Disability Click Moments

'Parking bay' photo (c) 2009, David Morris - license: http://creativecommons.org/licenses/by-sa/2.0/

Those of us who are not born with a disability, must come to terms with the loss of our able bodied status.  This is something that must happen, regardless of the type of disability that is developed.  I have written several times about the loss, and the mourning period that I personally experienced, and so today, I would like to focus on something that I call my disability click moment.

About two years ago, I went to a Walmart with my family to get some shopping done.  This is something that should have been no big deal at all.  As I began to walk through the aisles with my family, the pain started and very quickly it became intense.  I went to the area where they keep the patio furniture to sit and try to rest.  Though my family waited patiently with me to recover, I knew I was the one keeping them from finishing the task we set out to do, and so I got up, and once again tried to finish our shopping.  After being on my feet for a few minutes, I again had to return to the patio section to sit.  This is a cycle that I repeated several times, which led us to spend about three hours picking up a few household items.  When I got home, I was covered in sweat and my body hurt so badly, I was in tears.  After this trip, I was bedridden for three days.  I swore to myself never again, and then I realized that never again meant being trapped in my home. 

This is when the depression hit.  I realized that I was sentencing myself to a life inside my home.  I was a very active person before becoming disabled.  I could always be seen around town doing things with my children, and the very thought of sitting on my couch waiting to die depressed the hell out of me. 

It was my unhusband who suggested that I get a mobility scooter.  At the time, I didn’t think I needed one, because those were for real disabled people.  It wasn’t until we went to Zellers a week later, and I used their scooter, not wanting to be in the same kind of pain that I was in at Walmart, that the light bulb went off.  Suddenly, I could keep up with my family and go wherever they wanted to go.  When it was time to leave, I didn’t want to put the scooter back.  It was in that moment that I knew I needed a mobility device and decided to do what I had to, to get one.

This is the moment that I decided that yes, I am indeed disabled and it’s okay to do what I have to do to live my life as I see fit.  There is a ton of stigma when it comes to obvious signs of disability.  Whether it’s a cane, walker, wheelchair or scooter, it announces to the world that one’s body is different and this instantly changes the way that people react to you.  This btw, does not mean that there aren’t problems associated with invisible disabilities, like being neuro atypical for example. 

Because there is a lot of gatekeeping with a disabled identity, it can be tough to decide that this is a label that accurately describes who you are, and how your body functions.  If you are person who was TAB at one point, and are socially aware, you may feel that you are infringing on an established minority, just by seeking to take on the label of a disabled person.  Perhaps, it may be a case where you have not been declared legally disabled, but still find the way that your body functions, for whatever the reason hugely impacts your life.  Despite all of the gatekeeping that goes on, by both the medical establishment and society, nobody knows your body better than you, and that means that no one is better suited to make the determination of whether you are truly disabled better than you.  Once you reach that point, it can be extremely empowering. 
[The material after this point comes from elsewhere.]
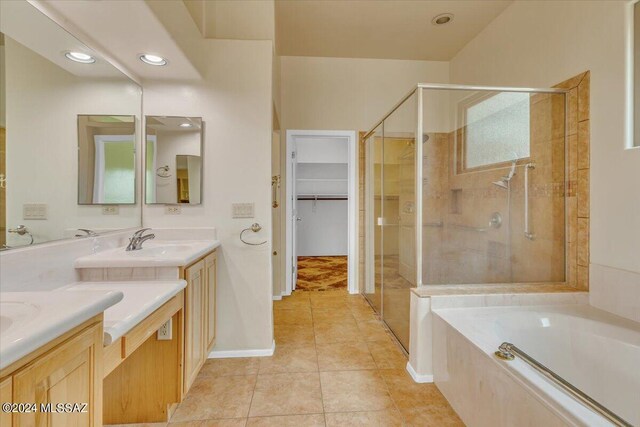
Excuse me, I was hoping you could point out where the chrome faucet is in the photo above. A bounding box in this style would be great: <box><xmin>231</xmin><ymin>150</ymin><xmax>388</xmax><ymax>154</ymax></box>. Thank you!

In my experience, taking ownership of my disability was absolutely one of the most powerful things that I have ever done.  Doing so has given me the strength to demand accommodations when they are needed, and to look out for my best interests.  TAB people, are always going to expect you to rise above, and push yourself beyond your limits, but when you are empowered about issues surrounding disability, you are less likely to capitulate, and this leads to a healthier version of you. Coming to terms with disability means understanding what your limits are, and loving and accepting yourself for who you are today. This can be a difficult journey, because we are all taught that disabled people are to be pitied.

I chose to write this today because I got an email from someone who is pretty much in the exact place that I was three years ago.  It broke my heart to be honest.  At the time, I was very lucky, because I had an extremely strong support system — as well as a member of my extended family — who had been through similar circumstances to lean on.   If I didn’t have these people in my life, I doubt that I would be as adjusted to my differently abled body, as I am today.  

There simply aren’t enough conversations about coming to terms with disability, or understanding that it is okay to take on the label of differently abled.  There aren’t enough conversations about how empowering this can be.  I would like to limit the comments on this post to people who are currently living with a disability.  Please share how your disability has effected your life, and what helped you to move forward — to do the things that you needed to do — to be comfortable and happy.  Enough with the shame.  Life is for living, and disabled people are entitled to as much comfort, access and happiness as anyone else, regardless of what the disability is.